For the Diva Challenge this week, Laura Harms asked for representations of the place we live. Gumbo, the swamp and sugar cane all come to mind for my home, south Louisiana. This made my tile pretty easy to accomplish. I also think of the crazy culture down here – maybe it’s the humidity (we blame everything on the humidity.) Take a look at www.spicycajun.com for some more fun stuff about life down here and a few great jokes too.
I have also decided to share my gumbo inspired tangle: Okra. Bon Apetit, y’all!
My Zentangle habit has been on standby for quite some time due to a shoulder injury that just refuses to cooperate with modern medicine. I have been busy booking some fun things for myself to do in the meantime. Hope springs eternal and my shoulder has till August to get with the program. I’ll be attending the upcoming CZT Workshop in Providence, RI with Rick and Maria. I can’t wait to spend some time with them and the next class of CZT’s. About a week later, I’ll be hanging out in Dallas for a long weekend with fellow CZT’s sharing knowledge and ideas at a workshop hosted by CZT Angie Vangalis.
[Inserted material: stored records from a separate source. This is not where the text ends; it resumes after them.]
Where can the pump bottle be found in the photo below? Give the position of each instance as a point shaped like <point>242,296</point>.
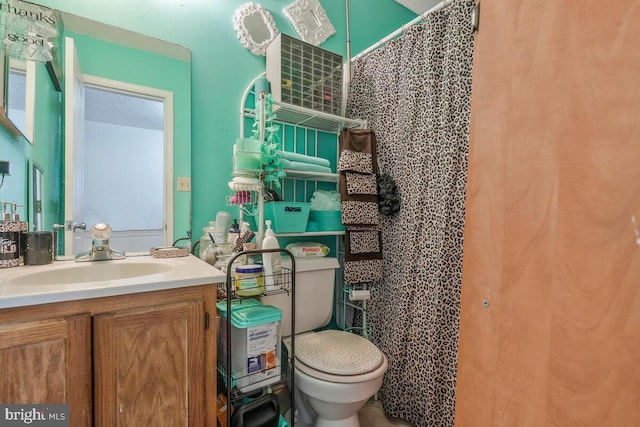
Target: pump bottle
<point>271,260</point>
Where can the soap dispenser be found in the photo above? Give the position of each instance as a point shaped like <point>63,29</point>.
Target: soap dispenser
<point>9,238</point>
<point>271,260</point>
<point>21,228</point>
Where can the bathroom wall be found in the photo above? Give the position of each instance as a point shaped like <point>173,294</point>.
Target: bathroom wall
<point>222,68</point>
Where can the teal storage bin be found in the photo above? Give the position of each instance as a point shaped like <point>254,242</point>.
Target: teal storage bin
<point>254,346</point>
<point>325,221</point>
<point>287,217</point>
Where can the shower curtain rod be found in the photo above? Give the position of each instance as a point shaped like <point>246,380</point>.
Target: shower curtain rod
<point>399,31</point>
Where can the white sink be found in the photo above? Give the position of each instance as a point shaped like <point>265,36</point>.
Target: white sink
<point>70,280</point>
<point>98,271</point>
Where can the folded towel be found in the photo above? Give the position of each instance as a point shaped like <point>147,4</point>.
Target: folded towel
<point>300,166</point>
<point>304,158</point>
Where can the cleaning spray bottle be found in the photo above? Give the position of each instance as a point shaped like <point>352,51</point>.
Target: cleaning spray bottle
<point>271,260</point>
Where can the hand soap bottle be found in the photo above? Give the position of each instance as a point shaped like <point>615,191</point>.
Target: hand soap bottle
<point>271,260</point>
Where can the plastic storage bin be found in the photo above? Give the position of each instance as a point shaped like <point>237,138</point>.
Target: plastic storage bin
<point>325,221</point>
<point>287,217</point>
<point>255,344</point>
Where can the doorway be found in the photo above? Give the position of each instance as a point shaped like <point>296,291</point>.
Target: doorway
<point>126,163</point>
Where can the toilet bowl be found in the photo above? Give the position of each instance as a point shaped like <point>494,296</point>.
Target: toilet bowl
<point>335,372</point>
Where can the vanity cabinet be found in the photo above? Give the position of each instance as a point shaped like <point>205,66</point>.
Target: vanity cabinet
<point>48,361</point>
<point>147,366</point>
<point>138,359</point>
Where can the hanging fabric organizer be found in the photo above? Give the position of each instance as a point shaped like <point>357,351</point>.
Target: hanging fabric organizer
<point>357,167</point>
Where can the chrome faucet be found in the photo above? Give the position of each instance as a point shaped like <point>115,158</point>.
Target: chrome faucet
<point>100,250</point>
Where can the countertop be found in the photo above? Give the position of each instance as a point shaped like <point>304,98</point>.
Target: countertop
<point>180,272</point>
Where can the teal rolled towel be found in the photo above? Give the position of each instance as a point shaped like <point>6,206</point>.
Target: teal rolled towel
<point>303,158</point>
<point>305,167</point>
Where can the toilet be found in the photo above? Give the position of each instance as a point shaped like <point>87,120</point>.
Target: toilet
<point>336,372</point>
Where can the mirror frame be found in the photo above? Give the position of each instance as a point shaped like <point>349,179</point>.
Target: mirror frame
<point>244,33</point>
<point>4,119</point>
<point>299,11</point>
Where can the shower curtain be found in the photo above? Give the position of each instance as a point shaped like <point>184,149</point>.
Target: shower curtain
<point>415,93</point>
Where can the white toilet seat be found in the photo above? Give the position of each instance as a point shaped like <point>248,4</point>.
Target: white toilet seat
<point>339,356</point>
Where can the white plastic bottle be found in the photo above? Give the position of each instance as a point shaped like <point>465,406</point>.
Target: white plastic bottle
<point>271,260</point>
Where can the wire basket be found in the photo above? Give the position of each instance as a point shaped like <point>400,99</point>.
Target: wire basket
<point>304,75</point>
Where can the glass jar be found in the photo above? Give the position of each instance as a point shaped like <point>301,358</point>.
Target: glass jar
<point>206,245</point>
<point>249,280</point>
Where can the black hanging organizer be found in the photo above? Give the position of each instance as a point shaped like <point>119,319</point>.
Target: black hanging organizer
<point>233,394</point>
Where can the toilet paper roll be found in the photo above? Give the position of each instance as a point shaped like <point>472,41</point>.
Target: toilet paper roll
<point>359,295</point>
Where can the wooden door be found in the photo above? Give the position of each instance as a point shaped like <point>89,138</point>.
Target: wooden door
<point>149,366</point>
<point>550,315</point>
<point>48,362</point>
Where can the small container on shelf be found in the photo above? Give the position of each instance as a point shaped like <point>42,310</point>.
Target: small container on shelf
<point>249,280</point>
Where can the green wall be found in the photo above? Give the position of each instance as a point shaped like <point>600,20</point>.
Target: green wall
<point>222,68</point>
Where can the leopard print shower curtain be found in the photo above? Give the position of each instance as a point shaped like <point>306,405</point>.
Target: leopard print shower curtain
<point>415,93</point>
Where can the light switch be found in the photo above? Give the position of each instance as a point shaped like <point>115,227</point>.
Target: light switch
<point>184,183</point>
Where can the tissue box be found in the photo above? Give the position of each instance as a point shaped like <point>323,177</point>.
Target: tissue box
<point>325,221</point>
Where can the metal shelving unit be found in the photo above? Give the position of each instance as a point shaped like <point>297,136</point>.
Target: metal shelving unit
<point>285,367</point>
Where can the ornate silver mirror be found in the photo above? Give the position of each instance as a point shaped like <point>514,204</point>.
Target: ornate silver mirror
<point>255,27</point>
<point>310,21</point>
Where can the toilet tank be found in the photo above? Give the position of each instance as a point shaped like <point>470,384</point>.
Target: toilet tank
<point>314,284</point>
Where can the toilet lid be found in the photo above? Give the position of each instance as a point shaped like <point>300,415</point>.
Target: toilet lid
<point>338,353</point>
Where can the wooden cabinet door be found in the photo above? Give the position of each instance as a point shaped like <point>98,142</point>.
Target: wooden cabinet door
<point>48,362</point>
<point>149,366</point>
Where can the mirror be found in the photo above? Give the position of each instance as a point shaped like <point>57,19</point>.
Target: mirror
<point>107,53</point>
<point>21,86</point>
<point>255,27</point>
<point>29,34</point>
<point>310,21</point>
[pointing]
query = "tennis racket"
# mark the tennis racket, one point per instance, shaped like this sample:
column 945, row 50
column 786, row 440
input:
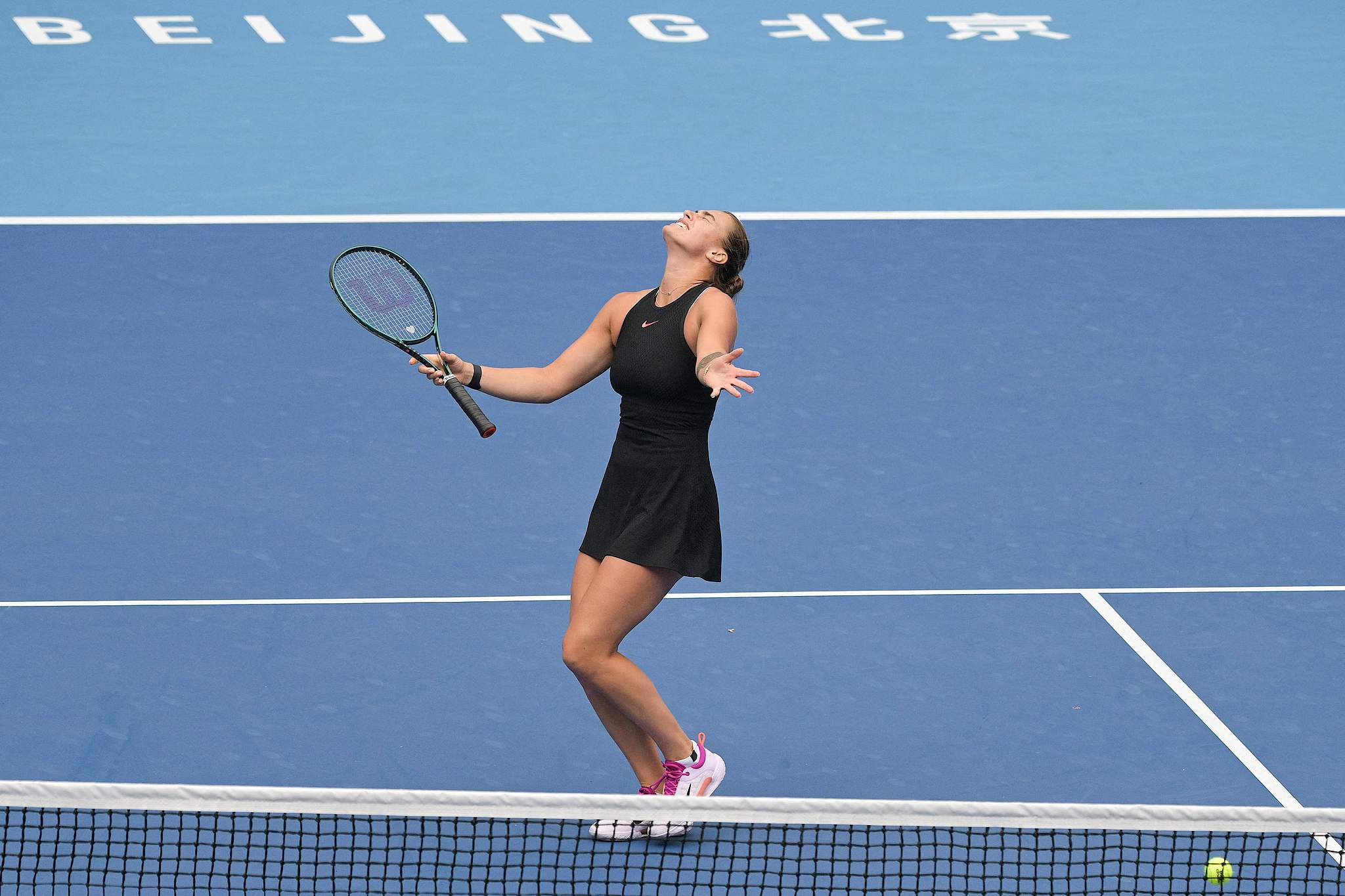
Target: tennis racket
column 389, row 299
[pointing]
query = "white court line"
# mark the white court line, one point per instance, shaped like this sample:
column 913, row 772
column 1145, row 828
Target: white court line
column 477, row 218
column 686, row 595
column 1207, row 715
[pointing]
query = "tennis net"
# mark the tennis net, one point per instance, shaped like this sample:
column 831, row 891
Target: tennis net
column 156, row 839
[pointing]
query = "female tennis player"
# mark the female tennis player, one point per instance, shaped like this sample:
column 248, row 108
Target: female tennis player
column 657, row 515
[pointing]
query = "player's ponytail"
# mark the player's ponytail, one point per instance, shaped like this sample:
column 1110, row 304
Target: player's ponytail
column 736, row 246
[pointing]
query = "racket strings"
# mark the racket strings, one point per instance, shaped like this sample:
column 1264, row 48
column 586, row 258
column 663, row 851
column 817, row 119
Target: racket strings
column 384, row 295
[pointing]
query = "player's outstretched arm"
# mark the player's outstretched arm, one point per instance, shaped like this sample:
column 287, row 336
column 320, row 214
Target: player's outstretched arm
column 715, row 350
column 586, row 356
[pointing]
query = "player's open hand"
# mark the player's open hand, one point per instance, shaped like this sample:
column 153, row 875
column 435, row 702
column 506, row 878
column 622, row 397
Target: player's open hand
column 718, row 372
column 456, row 366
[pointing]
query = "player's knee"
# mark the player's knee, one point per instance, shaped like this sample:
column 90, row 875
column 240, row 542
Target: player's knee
column 581, row 653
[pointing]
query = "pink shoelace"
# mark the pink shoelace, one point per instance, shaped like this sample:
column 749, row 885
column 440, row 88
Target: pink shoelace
column 673, row 773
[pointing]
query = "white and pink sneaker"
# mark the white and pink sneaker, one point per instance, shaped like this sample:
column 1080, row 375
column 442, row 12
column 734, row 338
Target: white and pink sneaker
column 698, row 775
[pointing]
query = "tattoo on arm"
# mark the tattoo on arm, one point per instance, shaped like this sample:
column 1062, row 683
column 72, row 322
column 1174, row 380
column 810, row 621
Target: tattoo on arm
column 704, row 363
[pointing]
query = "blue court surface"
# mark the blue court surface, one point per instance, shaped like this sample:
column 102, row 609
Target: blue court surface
column 1046, row 504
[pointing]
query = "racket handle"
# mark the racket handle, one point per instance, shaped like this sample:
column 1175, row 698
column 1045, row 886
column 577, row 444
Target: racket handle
column 468, row 405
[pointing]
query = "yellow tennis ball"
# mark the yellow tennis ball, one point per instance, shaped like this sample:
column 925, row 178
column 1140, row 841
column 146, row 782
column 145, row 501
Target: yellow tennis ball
column 1219, row 871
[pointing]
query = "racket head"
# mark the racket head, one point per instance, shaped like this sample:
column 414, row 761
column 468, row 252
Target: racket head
column 384, row 293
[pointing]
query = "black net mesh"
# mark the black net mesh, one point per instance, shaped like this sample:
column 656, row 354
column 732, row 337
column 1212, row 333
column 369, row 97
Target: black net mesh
column 101, row 851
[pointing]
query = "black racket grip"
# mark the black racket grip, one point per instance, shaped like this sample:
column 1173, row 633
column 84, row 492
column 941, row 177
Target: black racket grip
column 468, row 405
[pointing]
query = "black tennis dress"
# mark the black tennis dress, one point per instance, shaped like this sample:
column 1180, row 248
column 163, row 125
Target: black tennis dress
column 657, row 505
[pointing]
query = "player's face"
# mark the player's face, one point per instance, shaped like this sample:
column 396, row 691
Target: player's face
column 699, row 233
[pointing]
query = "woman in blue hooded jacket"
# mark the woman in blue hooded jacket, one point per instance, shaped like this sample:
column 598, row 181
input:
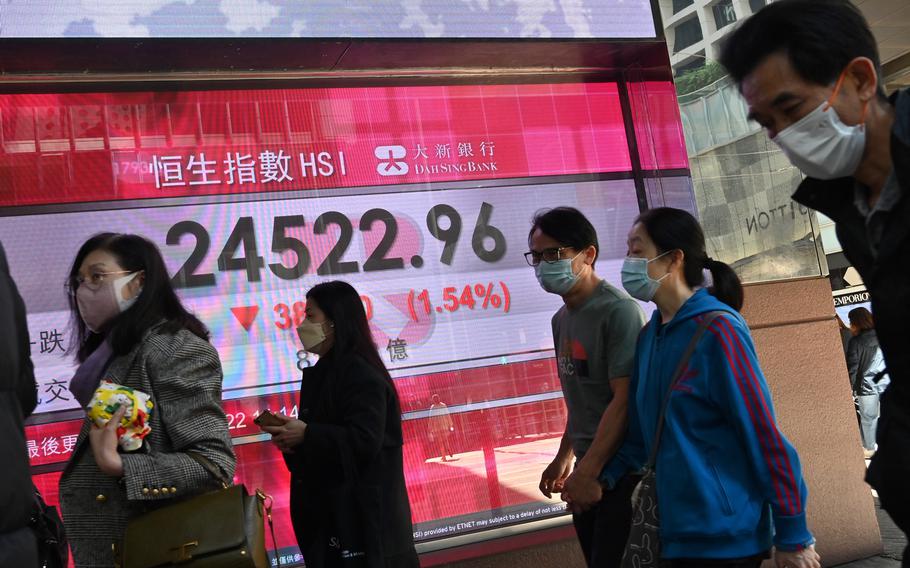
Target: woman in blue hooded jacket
column 729, row 485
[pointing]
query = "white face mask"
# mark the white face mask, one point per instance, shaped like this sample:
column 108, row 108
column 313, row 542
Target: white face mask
column 311, row 334
column 822, row 146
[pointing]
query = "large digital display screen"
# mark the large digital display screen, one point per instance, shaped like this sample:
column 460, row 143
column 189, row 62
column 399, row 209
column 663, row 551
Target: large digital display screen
column 421, row 197
column 604, row 19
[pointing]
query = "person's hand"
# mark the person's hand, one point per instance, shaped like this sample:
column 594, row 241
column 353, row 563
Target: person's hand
column 581, row 491
column 553, row 477
column 288, row 435
column 805, row 558
column 103, row 440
I’ve also contracted with LSU to teach two Zentangle classes for their Leisure Class program in October.
With all that coming up, I’ve decided to work through the pain and get back to tangling. You might say I’ve augmented my ongoing physical therapy. It takes me a long time and I’m working at larger scales (experiencing vision problems too) but I’m happy to have my Sakura pen in my left hand – tangling away on this week’s Diva Challenge.
Laura Harms challenged us to use the tangle Cadent this week. While it doesn’t have to be a monotangle effort, there is something to be gained when you push the tangle as far as you can go on a single piece. I really like Cadent. It appeals to the orderly piece of my brain with its grid-like organization, with a little twist of whimsy in the curved line connections. I struggle with tangleations on this one though. I think it’s because I like the tangle so much just as it is. For my challenge, I decided to see what would happen if I used Cadent “in the round” with circles as my strings. This little deviation made a big difference as I began to think about how I would change each iteration and a technique I will use again when I find myself on standby.